Apotex and Novopharm started actions to impeach Novartis’ patent covering the compound imatinib, sold under the brand name GLEEVEC®. They then sent Notices of Allegation to Novartis in respect of the same patent. As a result, 4 proceedings were started and later consolidated. The Court heard the cases and although several of the claims in the patent were found to be invalid, the validity of a number of other claims was upheld. Thus, Apotex’ and Novopharm’s actions were dismissed. In addition, the Notices of Allegation were found to be not justified.  

The patent at issue claimed a novel genus of compounds, as well as pharmaceutical compositions, uses and processes to make the compounds. Sound prediction of utility and sufficiency of disclosure were the only two validity issues raised at the hearing.  

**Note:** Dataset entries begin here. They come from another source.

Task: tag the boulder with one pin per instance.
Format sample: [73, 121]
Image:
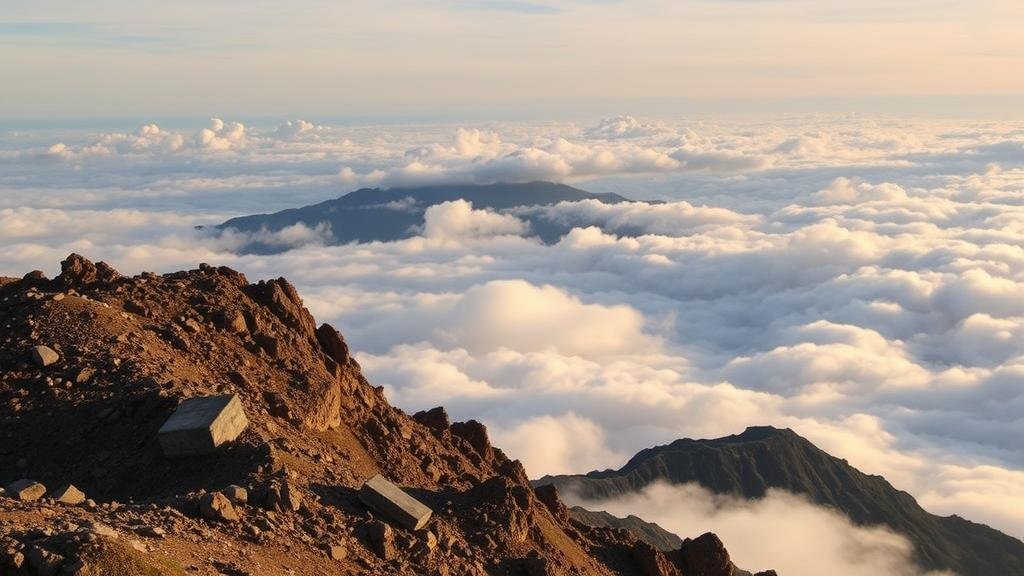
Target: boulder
[217, 507]
[435, 418]
[68, 494]
[44, 356]
[236, 494]
[26, 490]
[201, 424]
[332, 343]
[388, 499]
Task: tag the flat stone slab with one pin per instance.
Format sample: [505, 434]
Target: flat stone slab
[201, 424]
[44, 356]
[26, 490]
[68, 494]
[383, 496]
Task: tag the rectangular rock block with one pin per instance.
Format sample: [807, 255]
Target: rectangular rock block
[385, 497]
[201, 424]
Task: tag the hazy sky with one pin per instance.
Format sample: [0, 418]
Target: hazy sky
[539, 58]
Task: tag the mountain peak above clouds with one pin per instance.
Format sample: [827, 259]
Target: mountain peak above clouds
[279, 435]
[395, 213]
[764, 458]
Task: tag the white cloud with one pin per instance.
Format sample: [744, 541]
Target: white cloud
[858, 285]
[458, 219]
[781, 531]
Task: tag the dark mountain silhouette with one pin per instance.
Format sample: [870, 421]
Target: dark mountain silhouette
[375, 214]
[646, 531]
[762, 458]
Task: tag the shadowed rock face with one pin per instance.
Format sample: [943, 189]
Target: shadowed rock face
[374, 214]
[764, 457]
[131, 350]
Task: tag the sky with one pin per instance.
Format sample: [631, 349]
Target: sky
[418, 59]
[839, 248]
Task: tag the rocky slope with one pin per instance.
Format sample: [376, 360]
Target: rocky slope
[762, 458]
[374, 214]
[646, 531]
[283, 497]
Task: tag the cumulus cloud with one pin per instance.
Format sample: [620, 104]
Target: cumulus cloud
[781, 531]
[859, 285]
[458, 219]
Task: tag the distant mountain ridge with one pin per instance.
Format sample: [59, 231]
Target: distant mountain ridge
[764, 457]
[385, 215]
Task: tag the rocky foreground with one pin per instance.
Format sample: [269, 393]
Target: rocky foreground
[92, 366]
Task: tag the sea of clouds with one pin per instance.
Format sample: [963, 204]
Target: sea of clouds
[856, 279]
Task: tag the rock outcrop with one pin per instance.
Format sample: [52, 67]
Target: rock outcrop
[283, 496]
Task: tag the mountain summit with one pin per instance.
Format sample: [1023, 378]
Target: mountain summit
[196, 420]
[763, 457]
[384, 215]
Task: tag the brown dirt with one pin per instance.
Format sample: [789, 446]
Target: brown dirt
[131, 348]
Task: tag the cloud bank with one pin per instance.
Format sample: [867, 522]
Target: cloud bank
[858, 282]
[781, 530]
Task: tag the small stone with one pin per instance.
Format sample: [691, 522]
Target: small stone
[84, 375]
[68, 494]
[138, 546]
[43, 562]
[44, 356]
[338, 552]
[381, 537]
[26, 490]
[236, 494]
[100, 530]
[151, 531]
[217, 507]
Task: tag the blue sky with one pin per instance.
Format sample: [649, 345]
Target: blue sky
[504, 58]
[529, 58]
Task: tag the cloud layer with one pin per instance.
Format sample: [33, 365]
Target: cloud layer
[855, 280]
[782, 531]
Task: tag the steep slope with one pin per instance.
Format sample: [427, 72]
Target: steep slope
[762, 458]
[283, 498]
[646, 531]
[374, 214]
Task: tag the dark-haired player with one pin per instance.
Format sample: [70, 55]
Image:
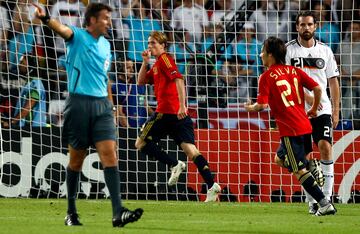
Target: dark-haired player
[88, 116]
[318, 61]
[170, 117]
[282, 88]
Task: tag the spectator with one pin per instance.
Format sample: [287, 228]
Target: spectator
[210, 34]
[247, 50]
[273, 18]
[236, 91]
[130, 99]
[120, 30]
[68, 12]
[140, 26]
[349, 51]
[178, 50]
[24, 38]
[31, 105]
[4, 26]
[326, 31]
[192, 17]
[225, 12]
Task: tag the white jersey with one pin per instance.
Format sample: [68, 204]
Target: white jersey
[192, 19]
[319, 63]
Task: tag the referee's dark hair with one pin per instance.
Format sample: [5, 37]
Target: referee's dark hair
[160, 37]
[305, 14]
[93, 9]
[277, 48]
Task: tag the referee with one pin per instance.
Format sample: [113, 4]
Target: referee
[88, 115]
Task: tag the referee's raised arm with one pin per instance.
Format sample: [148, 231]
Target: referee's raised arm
[61, 29]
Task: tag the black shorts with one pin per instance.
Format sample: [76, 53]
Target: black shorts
[87, 120]
[322, 128]
[293, 151]
[161, 125]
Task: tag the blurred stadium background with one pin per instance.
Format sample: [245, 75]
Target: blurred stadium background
[216, 44]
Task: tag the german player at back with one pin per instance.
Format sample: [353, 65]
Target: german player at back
[281, 88]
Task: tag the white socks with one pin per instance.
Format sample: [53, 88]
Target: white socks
[328, 170]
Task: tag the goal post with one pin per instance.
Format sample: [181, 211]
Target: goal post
[219, 58]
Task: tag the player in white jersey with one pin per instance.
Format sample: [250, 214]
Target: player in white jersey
[318, 61]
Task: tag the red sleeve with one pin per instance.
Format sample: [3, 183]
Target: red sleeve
[306, 80]
[263, 95]
[150, 76]
[169, 67]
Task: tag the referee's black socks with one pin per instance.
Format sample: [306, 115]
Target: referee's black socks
[204, 170]
[112, 180]
[309, 184]
[154, 150]
[72, 181]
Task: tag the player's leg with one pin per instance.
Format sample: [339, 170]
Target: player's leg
[296, 162]
[103, 135]
[203, 167]
[327, 166]
[74, 134]
[183, 134]
[322, 135]
[151, 132]
[73, 172]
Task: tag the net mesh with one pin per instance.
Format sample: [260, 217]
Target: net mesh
[216, 46]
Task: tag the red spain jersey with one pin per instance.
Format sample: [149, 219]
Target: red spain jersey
[163, 74]
[282, 87]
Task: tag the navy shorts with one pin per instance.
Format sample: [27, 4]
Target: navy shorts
[159, 125]
[87, 120]
[322, 128]
[293, 151]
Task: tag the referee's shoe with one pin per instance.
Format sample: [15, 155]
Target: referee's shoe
[127, 216]
[72, 220]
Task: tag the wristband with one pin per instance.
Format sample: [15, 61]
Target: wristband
[45, 19]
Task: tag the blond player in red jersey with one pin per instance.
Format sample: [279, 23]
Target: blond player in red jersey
[281, 88]
[170, 117]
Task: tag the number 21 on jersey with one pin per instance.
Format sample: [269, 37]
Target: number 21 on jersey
[286, 93]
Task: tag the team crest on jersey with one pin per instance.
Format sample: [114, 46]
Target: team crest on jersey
[106, 64]
[320, 63]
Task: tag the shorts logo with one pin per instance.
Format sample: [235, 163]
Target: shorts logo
[320, 63]
[106, 64]
[155, 70]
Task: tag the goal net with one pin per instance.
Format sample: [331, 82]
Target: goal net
[216, 46]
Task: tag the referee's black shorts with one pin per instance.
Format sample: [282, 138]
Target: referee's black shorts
[161, 125]
[293, 150]
[87, 120]
[322, 128]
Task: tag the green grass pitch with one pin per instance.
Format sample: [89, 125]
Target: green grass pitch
[47, 216]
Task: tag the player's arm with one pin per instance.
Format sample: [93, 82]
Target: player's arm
[25, 110]
[180, 86]
[335, 99]
[61, 29]
[262, 99]
[142, 79]
[122, 119]
[312, 112]
[256, 107]
[110, 97]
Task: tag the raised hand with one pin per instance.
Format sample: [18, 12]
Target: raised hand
[146, 55]
[39, 12]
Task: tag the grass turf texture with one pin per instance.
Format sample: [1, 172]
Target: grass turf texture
[47, 216]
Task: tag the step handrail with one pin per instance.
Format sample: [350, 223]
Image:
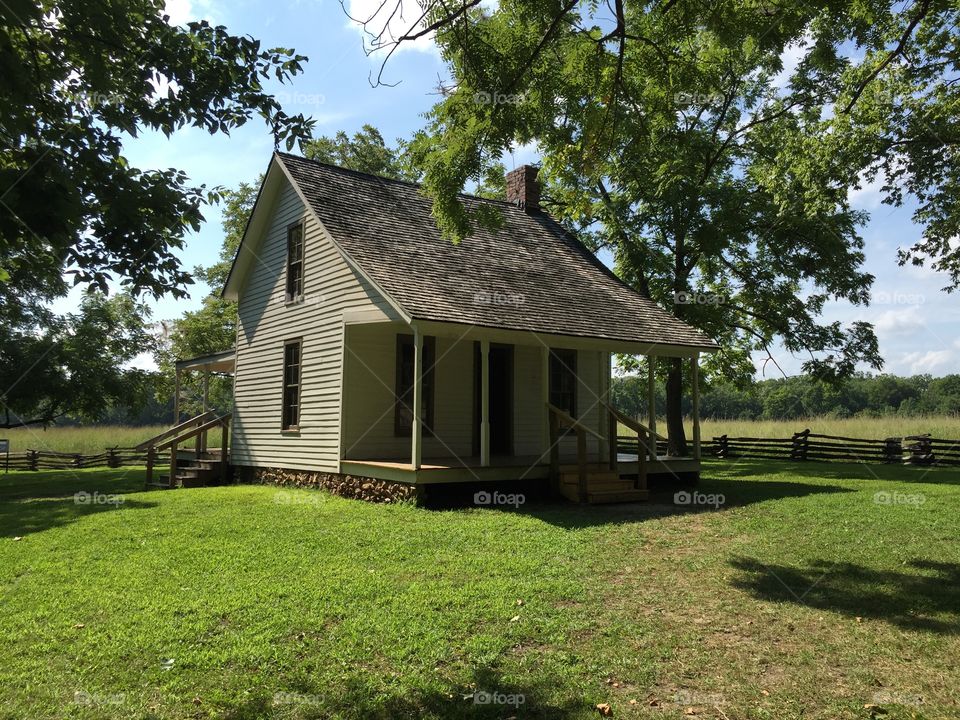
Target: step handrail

When assessing utility, the Court held that utility is determined based on the state of the art and information available at the filing date. The Court confirmed that utility can be either demonstrated or met through sound prediction. With respect to sound prediction, the Court stated that “[i]ts introduction into Canadian law was not ... to give a crushing hammer to those who challenge patents.” (para 164)  

The Court held that determining the promise of the patent, in a purposive manner, is the first step in a utility analysis. It is hoped that this guidance, provided by the Court, will serve to reduce the unpredictability of decisions on this issue in the future. The Court held that different types of claims have different promises. The compound claims were held to promise selective inhibition of certain enzymes. The use claims were held to promise in vivo utility.  

The generic companies conceded during the trial that the in vitro activity of imatinib was demonstrated or soundly predicted. Despite this concession, the Court considered the utility of the compound claims. Selective inhibition of certain enzymes was agreed to be a valuable pharmacological property. The Court also held that demonstrated utility does not mean that all in vitro tests need to be carried out on all of the compounds. The Court then considered the evidence and held that utility of the compounds for some of the claims had been demonstrated, and for some of the claims had been soundly predicted. However, for several of the genus claims, the Court held that utility had neither been demonstrated nor soundly predicted. In considering the use claims, the Court also found them to be soundly predicted.  

Regarding the allegations that the patent’s disclosure is insufficient, the Court held interpreted the Supreme Court’s recent decision regarding sufficiency and held that three questions must be answered: 1) what is your invention; 2) how does it work; and 3) having only the specification, can the person of ordinary skill in the art produce the invention using only the instructions contained in the disclosure? (para 344) The Court then held that the patent was not invalid for insufficiency.  

Finally, the Court considered allegations of infringement against Apotex. Apotex acknowledged that it had in its possession bulk imatinib. However, the Court held that most of it had been used for regulatory purposes and the remainder had expired. Furthermore, Apotex’ chairman undertook that the imatinib it had would not be used for commercial purposes. Thus, an order to deliver it up was not made.